Komunitas-komunitas berkumpul, berkegiatan. Orang-orang di sekitar menunjukkan
rasa penasaran, dan tanpa canggung bisa tertawa dan saling menyapa. Setiap
langkah yang saya habiskan, saya akan mengenal lebih banyak orang. Menjadi
bagian dari mereka. Dari tempat itu. Orang-orang dan komunitas-komunitas itu
pun selalu membuka diri. Mengajak melalui sebuah relasi yang pertama sekali
pernah dilakukan ketika manusia lahir di dunia. Mengenal dan belajar.
Public
sphere itu akan menjadi titik tolak relasi antar
manusia. Di dunia modern, dengan teknologi komunikasi yang mendekatkan setiap
manusia.

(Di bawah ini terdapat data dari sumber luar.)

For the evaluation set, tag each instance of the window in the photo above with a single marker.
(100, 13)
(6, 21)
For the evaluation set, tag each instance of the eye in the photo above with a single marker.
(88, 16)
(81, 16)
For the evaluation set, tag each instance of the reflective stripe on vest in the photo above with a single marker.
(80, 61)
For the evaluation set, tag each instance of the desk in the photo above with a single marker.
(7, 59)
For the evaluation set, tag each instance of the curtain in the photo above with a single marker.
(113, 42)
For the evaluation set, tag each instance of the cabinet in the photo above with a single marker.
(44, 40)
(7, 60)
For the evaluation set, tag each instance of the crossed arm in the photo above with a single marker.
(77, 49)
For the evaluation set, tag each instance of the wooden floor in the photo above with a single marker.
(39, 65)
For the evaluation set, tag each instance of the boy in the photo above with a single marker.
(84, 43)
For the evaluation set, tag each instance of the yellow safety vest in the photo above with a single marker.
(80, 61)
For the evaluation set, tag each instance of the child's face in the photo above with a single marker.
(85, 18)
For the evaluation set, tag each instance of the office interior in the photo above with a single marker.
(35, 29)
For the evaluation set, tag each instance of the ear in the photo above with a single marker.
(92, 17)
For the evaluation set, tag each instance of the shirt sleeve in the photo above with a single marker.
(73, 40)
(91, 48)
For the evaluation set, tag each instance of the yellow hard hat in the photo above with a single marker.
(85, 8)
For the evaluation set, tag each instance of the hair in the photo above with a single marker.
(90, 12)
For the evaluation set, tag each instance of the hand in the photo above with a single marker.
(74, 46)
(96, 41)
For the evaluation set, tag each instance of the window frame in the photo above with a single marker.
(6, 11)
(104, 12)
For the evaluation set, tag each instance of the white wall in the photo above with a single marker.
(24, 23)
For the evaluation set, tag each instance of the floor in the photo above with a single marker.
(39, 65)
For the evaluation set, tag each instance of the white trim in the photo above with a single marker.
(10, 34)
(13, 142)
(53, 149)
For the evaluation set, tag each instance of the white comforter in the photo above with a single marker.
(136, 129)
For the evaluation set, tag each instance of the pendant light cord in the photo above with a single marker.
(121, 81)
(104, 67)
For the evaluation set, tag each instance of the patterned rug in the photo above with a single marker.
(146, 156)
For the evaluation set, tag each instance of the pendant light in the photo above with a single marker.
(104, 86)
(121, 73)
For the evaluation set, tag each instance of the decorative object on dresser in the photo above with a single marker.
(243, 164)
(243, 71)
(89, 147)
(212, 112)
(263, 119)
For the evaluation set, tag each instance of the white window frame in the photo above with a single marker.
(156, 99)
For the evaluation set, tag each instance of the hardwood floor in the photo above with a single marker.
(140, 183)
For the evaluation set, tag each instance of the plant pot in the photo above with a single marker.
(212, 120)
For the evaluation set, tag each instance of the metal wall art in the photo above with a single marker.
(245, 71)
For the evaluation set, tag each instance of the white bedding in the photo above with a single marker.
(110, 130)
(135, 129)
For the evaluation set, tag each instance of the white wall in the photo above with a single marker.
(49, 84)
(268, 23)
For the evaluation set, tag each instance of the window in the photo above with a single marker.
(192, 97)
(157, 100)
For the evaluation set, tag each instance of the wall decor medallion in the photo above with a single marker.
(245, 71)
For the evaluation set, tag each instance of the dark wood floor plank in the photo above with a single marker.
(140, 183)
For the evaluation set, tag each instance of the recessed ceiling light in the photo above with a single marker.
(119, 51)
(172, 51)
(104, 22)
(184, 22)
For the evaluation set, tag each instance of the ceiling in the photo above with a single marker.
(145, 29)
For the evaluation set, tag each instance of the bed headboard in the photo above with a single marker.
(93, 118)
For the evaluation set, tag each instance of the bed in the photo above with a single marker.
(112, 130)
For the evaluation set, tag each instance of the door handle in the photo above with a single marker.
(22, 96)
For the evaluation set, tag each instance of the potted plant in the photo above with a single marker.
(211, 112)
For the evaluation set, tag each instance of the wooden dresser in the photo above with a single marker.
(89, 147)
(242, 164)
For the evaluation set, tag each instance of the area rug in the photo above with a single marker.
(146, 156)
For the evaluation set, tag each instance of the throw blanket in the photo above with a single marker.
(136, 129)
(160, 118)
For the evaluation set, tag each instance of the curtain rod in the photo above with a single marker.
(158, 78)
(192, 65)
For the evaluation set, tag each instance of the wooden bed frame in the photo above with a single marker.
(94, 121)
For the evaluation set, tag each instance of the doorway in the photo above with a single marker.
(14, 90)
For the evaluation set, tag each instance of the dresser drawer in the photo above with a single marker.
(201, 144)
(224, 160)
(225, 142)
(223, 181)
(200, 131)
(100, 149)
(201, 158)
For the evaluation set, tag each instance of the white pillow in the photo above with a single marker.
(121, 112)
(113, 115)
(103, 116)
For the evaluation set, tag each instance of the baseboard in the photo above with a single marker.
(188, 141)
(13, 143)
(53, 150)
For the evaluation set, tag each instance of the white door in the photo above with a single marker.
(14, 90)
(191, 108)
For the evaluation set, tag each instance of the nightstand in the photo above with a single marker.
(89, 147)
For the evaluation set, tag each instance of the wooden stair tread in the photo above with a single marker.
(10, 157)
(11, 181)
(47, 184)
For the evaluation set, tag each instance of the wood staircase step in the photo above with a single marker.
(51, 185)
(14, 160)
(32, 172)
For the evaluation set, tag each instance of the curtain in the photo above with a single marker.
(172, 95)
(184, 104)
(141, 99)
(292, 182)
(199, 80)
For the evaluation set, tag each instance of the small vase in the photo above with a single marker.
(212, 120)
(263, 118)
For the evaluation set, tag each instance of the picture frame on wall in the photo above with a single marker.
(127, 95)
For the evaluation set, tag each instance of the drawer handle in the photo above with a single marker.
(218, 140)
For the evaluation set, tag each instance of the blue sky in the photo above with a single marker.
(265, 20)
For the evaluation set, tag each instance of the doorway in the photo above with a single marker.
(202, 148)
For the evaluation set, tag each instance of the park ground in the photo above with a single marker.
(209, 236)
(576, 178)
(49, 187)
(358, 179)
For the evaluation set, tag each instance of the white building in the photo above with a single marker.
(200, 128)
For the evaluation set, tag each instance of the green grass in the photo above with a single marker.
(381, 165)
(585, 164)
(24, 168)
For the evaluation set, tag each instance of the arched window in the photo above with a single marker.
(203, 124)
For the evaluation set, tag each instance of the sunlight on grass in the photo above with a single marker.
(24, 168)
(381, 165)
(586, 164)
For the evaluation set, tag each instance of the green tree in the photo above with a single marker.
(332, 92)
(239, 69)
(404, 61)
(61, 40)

Menggerus jarak dan saling mengenalkan diri. Kemudian, menolak
keterjebakan dengan saling berjejaring. Memasifkannya lewat media. Menjadi
alternatif pendidikan bagi masyarakat. Bukan tidak mungkin bisa meminggirkan
media yang selama ini telah menggiring opini publik.
Bukankah dengan kita saling mengenal, setiap
masalah akan bisa dirundingkan? Komunitas selalu menjadi wahana, tempat kita
mengolah pandangan. Mengolah rasa simpati dan empati. Menemukan orang-orang
yang menjunjung tinggi kejujuran, militan, pantang menyerah, kreatif, dan
sifat-sifat lainnya yang lebih menarik. Dan media dan teknologi bisa lebih mendekatkan
kita.
Saya selalu merasa aman dalam sebuah
komunitas. Di sini lah tempat kita menemukan kebebasan, menemukan kawan, dan punya
relasi tulus tanpa ada sedikitpun kepentingan materi. Bahkan dalam komunitas,
saya seakan bisa menemukan makna lebih dari hanya sekedar bahasa. Ketika
mengenal menjadi cara kita berelasi, proses belajar akan menjadi kunci untuk
menggali makna-makna kehidupan. Itulah menjadi kita, itulah ke-universal-an.
Konflik tidak akan pernah kita hindari. Meski di dalam komunitas sekalipun. Karena terkadang konflik juga adalah cara kita saling bicara. Kembali memetik Catatan Pinggir Goenawan Mohamad, Percakapan, “Kita memang perlu sesuatu yang jangan-jangan tak ada – tujuan yang tunggal, tafsir kata-kata yang bersepakat – tapi kita tetap saja saling bicara.”